Dans le cas du verbe ἡγέομαι, la définition la plus efficace reste, et de loin, celle du BDAG. Non seulement les deux principaux sens sont clairement mis en relief, mais de plus une réelle définition est proposée. Le LSJ reste incontournable pour les points de détail ou comme clé d’entrée dans un corpus choisi d’exemples, de même que le GE et pour les mêmes raisons, lequel ne démérite pas à la fois pour sa clarté (encart initial), et son exhaustivité. La plus touffue et imbuvable est sans conteste celle du LSJ. Et la plus concise, quoique très compartimentée, celle du CGL.

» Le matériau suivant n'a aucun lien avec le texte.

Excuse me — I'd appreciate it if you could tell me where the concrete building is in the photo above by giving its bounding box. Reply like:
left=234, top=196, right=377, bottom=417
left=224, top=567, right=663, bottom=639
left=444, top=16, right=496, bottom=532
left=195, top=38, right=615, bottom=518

En somme le CGL apparaît, pour les personnes souhaitant s’en servir aux fins d’études bibliques (ce qui est le détourner un peu de son usage premier), comme un outil complémentaire et intermédiaire. Ce n’est pas un lexique avancé, et il présente quelques inconvénients fâcheux comme l’absence de citations de ses sources exactes, et son étendue, osons le mot, réduite (on aimerait d’ailleurs bien savoir le nombre de lexèmes retenus). Mais il a des qualités importantes, à savoir sa (relative) indépendance de la tradition lexicographique commune (à vérifier à l’usage, mais à première vue perceptible), et son exergue sur les constructions grammaticales. Sa concision en fait outil de consultation rapide, plus complet et moderne que l’Intermediate LSJ, moins exhaustif bien entendu que le LSJ, mais beaucoup efficace par sa clarté.